The event sought to educate on what is widely known as “the heroin epidemic,” pinpoint area resources, and put a human face to the issue, organizers said.

“There is so much moral judgment when it comes to this type of addiction,” said David Ramsey, an addiction specialist in Delaware County. “People say, ‘But I took him to church when he was growing up,’ or ‘He knows better!’ But addiction sweeps all of that right off the table. An addict is not operating from a place where they can make good decisions. They’re operating like a chemical robot. ... This is not about strength of character or lack thereof.”

Wiping away tears, Clark said she can attest to that. Another panelist, Mary Rosenthal, executive director of the Alcohol and Drug Abuse Council of Delaware County, put a hand on Clark’s shoulder.

“I was an empty shell,” Clark said. “In order to support my habit, I started stealing. I gave my son to a family member to raise. I could not be a mom. I could not even be a person.”

After doing time at the Delaware County Jail on burglary charges, Clark began to slowly put the pieces of her life back together, she said. She attended and completed Delaware County Treatment Court and was the 69th graduate of the program, she said.
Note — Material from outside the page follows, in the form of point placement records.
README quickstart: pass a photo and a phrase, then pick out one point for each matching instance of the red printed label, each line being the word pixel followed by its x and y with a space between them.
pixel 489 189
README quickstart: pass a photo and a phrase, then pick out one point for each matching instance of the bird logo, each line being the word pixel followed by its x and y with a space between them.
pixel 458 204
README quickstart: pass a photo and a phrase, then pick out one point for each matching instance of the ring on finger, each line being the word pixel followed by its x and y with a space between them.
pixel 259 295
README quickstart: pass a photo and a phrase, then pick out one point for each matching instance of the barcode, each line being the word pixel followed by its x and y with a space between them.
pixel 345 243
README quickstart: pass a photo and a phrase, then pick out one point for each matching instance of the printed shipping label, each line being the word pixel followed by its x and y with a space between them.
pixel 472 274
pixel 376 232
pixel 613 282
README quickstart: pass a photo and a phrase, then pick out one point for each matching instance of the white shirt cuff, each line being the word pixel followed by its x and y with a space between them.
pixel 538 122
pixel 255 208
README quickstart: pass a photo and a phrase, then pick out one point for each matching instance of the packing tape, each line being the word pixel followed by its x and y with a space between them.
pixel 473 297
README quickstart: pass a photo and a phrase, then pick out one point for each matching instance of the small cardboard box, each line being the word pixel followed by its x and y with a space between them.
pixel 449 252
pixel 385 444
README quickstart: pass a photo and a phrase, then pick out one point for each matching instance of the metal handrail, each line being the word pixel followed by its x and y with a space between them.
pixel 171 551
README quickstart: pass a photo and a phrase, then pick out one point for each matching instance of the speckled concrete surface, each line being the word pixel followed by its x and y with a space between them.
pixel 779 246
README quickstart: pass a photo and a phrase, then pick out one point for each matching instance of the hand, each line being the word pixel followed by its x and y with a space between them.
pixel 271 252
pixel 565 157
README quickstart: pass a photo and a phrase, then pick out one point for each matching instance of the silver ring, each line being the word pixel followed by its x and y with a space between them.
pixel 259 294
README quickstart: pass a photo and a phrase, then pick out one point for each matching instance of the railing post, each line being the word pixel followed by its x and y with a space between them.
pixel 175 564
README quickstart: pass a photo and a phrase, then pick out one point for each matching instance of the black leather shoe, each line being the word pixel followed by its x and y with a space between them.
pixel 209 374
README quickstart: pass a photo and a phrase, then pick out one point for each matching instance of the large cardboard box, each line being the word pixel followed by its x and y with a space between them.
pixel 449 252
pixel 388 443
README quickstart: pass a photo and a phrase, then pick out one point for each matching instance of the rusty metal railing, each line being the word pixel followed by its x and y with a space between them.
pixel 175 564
Several years later, her family suffered another blow with the death of Clark’s stepfather, she said. 

“Heroin slowly crept in and took him over,” she said. “Do not shove this epidemic under the rug. It could be the person sitting next to you.”

Chris Kemp, director of Alcohol and Drug Abuse Services of Delaware County, said just .05 percent of the Hamden center’s admissions in 2004 were for opiate use. In 2016, opiates accounted for 40 percent of admissions.

“This is something we had not seen in Delaware County — ever,” Kemp said. “Since then, we’ve seen a significant rise in hepatitis C cases because of heroin use.”

Delaware County Undersheriff Craig DuMond said his agency knew there was a serious problem in 2012 when there was a 297 percent increase in felony drug arrests. Opiate addicts don’t always look the way you’d expect, he said. They are teachers, lawyers, police officers — successful people.

Tools that have helped the Delaware County Sheriff’s Office in the battle against drugs include an anonymous tip line to report drug and dealer activity, DuMond said, and the presence of a drug recovery coach at the county jail who works with inmates and helps them find services for when they’re released.

DuMond said the only disappointment he had Wednesday night was in the lack of people who showed up to the event.

“This room should be full,” he said, and several people in the audience audibly agreed. “But if each of you go out and tell someone else, we can get the word out and make a real difference.”

Thomson said this was the first of several meetings planned. A Delhi Community Action Response Team meeting is scheduled for Jan. 18 at the high school, he said, and community members are encouraged to attend to see what they can do to help.

“It’s an ongoing educational process,” Thomson said. “We’re doing everything we can to combat any issues that are out there. We have to keep it in the forefront. We have to be cognizant of it.”